Comcast’s holdings are vast, and include broadcast cable and radio stations across the country. While the corporation is constantly in the limelight for its crimes against Internet users, Comcast also rejects advertisers and news anchors who don’t reflect their views.
This week, Comcast refused to air ads that criticize Rep. Chris Carney (D-Pa) for supporting a bill that increases President Bush’s warrantless wiretapping powers on the American public, and grants amnesty to the communications companies who bowed to the administration. The ads were created by the Blue America PAC, who submitted the ads to media outlets in Carney’s district; other outlets accepted the advertisement.
So just why would Comcast, always eager for advertising dollars, reject this ad?
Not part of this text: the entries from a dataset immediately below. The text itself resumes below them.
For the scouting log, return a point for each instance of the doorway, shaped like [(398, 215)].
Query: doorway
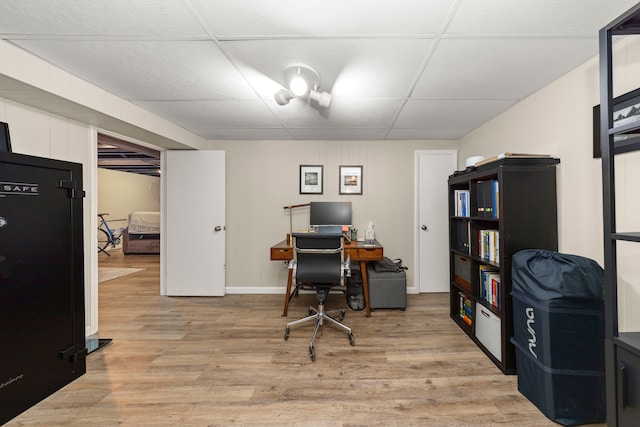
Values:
[(433, 168)]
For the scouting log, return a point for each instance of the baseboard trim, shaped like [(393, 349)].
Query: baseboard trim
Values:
[(275, 290)]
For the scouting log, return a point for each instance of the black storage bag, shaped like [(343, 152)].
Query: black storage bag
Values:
[(558, 321)]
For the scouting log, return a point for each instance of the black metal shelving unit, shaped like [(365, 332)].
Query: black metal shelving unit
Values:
[(622, 349)]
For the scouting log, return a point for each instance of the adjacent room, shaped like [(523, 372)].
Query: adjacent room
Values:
[(319, 213)]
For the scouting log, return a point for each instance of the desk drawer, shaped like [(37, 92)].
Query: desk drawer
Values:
[(281, 254), (364, 254)]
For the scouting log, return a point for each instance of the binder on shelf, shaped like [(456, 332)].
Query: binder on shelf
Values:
[(489, 245), (461, 237), (461, 203), (480, 199)]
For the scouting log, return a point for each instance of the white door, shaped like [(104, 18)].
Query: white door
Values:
[(434, 168), (194, 237)]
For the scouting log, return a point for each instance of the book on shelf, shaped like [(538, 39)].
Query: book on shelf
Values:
[(490, 285), (487, 198), (489, 245), (465, 309), (462, 232), (461, 203)]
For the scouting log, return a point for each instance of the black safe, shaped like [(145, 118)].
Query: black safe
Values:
[(42, 315)]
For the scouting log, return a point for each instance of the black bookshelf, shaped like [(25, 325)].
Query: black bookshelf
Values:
[(511, 207), (622, 349)]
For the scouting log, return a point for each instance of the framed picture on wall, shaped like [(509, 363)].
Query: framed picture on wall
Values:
[(311, 178), (350, 179)]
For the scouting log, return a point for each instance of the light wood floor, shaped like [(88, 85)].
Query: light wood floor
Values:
[(180, 361)]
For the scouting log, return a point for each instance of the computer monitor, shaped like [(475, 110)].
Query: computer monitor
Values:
[(5, 139), (330, 213)]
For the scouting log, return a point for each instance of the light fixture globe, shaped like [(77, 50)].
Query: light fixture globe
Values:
[(283, 96), (301, 79)]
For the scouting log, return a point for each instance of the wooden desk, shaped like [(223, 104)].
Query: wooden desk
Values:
[(356, 250)]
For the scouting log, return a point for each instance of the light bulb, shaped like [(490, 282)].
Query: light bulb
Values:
[(322, 98), (298, 85)]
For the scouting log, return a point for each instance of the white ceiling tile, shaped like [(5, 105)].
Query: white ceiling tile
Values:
[(348, 67), (148, 69), (194, 114), (331, 17), (56, 18), (311, 134), (343, 113), (498, 68), (426, 134), (413, 69), (245, 134), (566, 17), (449, 114)]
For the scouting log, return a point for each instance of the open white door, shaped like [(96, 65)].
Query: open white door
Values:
[(194, 233), (433, 168)]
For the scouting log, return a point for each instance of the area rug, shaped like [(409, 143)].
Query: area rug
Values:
[(109, 273)]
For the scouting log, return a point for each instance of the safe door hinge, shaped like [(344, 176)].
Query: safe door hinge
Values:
[(70, 186)]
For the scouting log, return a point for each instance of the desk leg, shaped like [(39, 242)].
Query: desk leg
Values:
[(287, 295), (365, 285)]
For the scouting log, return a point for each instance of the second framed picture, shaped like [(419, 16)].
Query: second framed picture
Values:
[(311, 178), (350, 179)]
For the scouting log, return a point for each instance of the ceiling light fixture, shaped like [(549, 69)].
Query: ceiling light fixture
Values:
[(302, 81)]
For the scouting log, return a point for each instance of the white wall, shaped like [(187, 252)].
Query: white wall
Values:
[(263, 177), (120, 193), (558, 120)]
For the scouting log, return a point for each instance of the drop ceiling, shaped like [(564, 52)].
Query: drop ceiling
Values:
[(396, 70)]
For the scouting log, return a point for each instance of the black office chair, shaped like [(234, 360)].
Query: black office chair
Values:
[(319, 263)]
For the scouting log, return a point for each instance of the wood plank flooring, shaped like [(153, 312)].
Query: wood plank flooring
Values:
[(192, 361)]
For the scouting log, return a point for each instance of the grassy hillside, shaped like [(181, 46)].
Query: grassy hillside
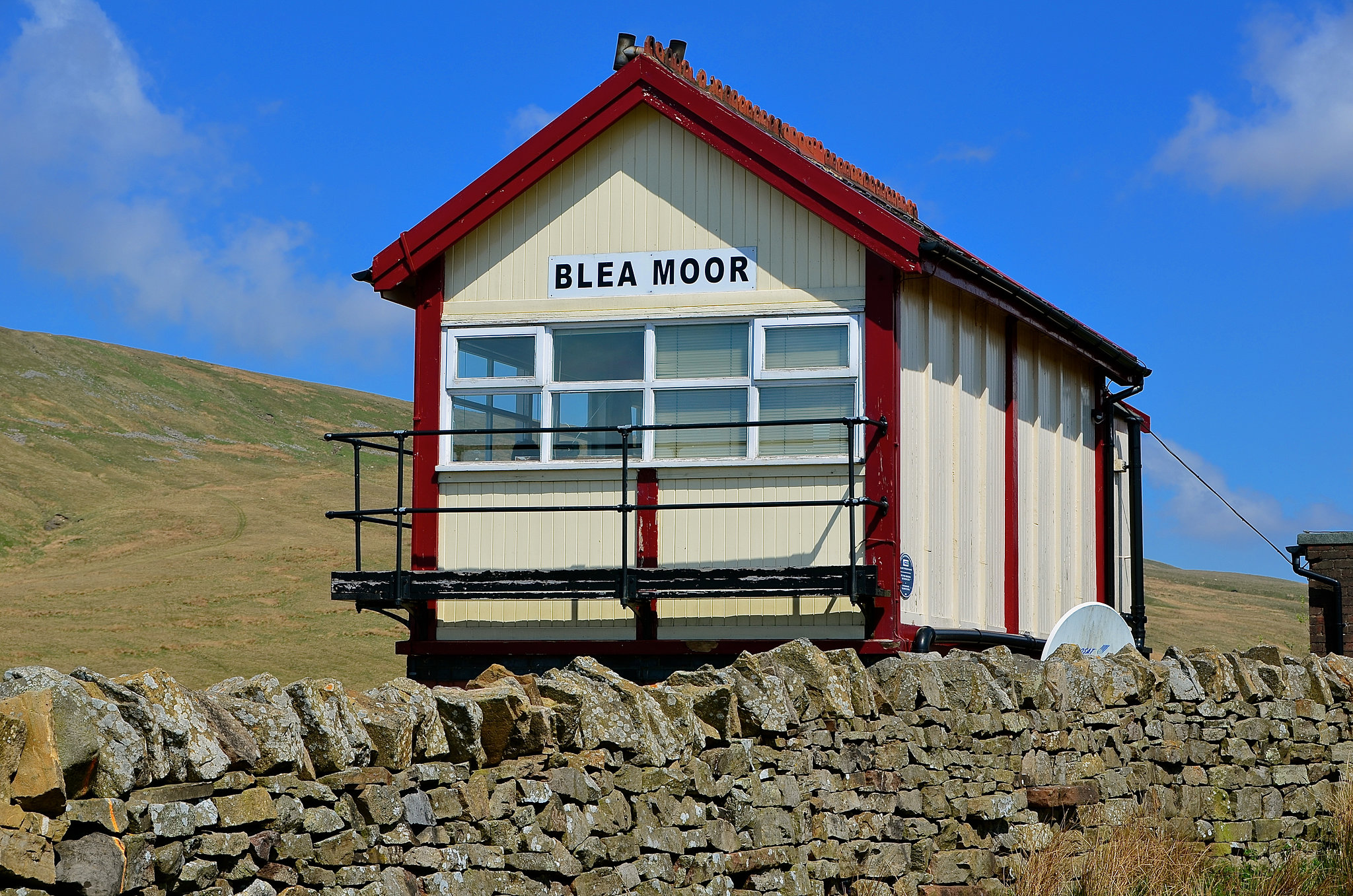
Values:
[(163, 511), (1191, 607)]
Perhaps you remember that Comcast – also a phone company — played a role in the Bush administration’s illegal spying program. And the ads also emphasize that Comcast was a major donor to Carney in a “you scratch my back, I’ll scratch yours” fashion so typical of Big Media largesse in Washington.
What’s most disconcerting about Comcast’s ad blackout is that it underscores the behemoth’s wide reaching power to determine what Americans read, watch, and see. Media consolidation has become so extreme, a company can now have its fingers in every cookie jar – TV, radio, Internet, telecommunications – and no one is shutting the lid. The repercussions of such extensive media ownership are incredibly dangerous — Comcast can literally stifle dissent and political discourse.
And just as Comcast ignores finger-pointing ads, it also snubs journalists who fall out of step with the company’s lax expectations of its reporters – which of course means asking tough questions and adhering to high standards of journalism. Last month, longtime TV newsman Barry Nolan was fired by Comcast after he objected publicly to a journalism award handed to Bill O’Reilly. “I got fired from my job on a news and information network for reporting demonstrably true things in a room full of news people,” Nolan wrote in a ThinkProgress blog post.